Maybe Facebook can’t be a startup anymore.
Facebook makes a big show of pointing out it’s hacker origins, and talking about how that is the company’s true competitive advantage.
But with the recent screw-up regarding changing every users visible email to an @facebook.com, which THEN changed the email addresses for contacts on the phone of every user that had Facebook contact sync enabled via the FB mobile app, one thing has become clear.
Facebook can’t be a startup anymore. It’s too big, too sprawling, and, most importantly, doesn’t have the luxury of having teams make self-directed decisions in isolation.
Every interview with Facebook’s teams talks about how often they push out updates, technical innovation, and the hacker culture. Which is great. But a key element of hacker culture is a lack of fear, when it comes to breaking things. That works great, when you do one thing, or even a few things, very well.

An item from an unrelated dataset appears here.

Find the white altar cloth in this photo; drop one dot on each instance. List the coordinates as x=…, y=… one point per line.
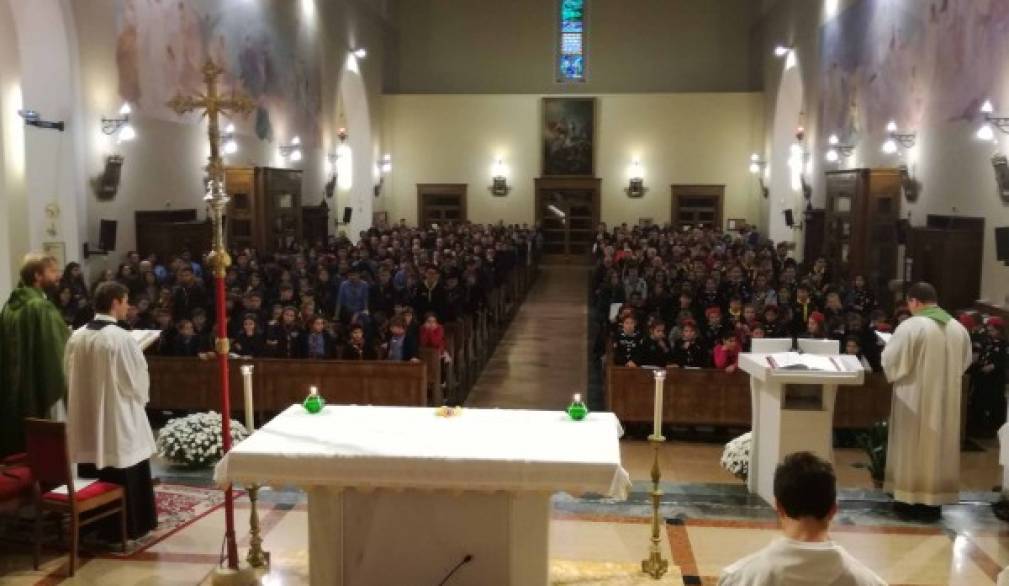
x=362, y=447
x=403, y=484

But Facebook is trying to do everything, all at once. And it’s clear that there isn’t really a good enough way of keeping track, because this was an obvious, avoidable problem.
Contact Sync only shares the visible information you have access to, for your friends, and saves it to your device. This is a well-established feature, and users have gotten used to it. Legislating an across the board change to that visible information, without even giving users notice, would necessarily have the impact it did.
And since 1) no one called this out, or 2) no one realized it was a serious issue, I have to assume that this is either a failure of management, or a failure of communication between teams.
When I see a situation like this, where great work is still being done, talent is obviously there, but huge, avoidable issues like this crop up, I have to assume it’s because it gets harder for the right hand to know when the left hand is doing, at scale.
Which is why companies introduce layers of management, approval processes, scheduled updates, and other stuff that I am certain most Facebook employees consider ‘bullshit that other (lame?) companies deal with’.
This is the real secret behind why massive multinational conglomerates don’t act like startups - because in the biggest leagues of business? It doesn’t actually work all that well.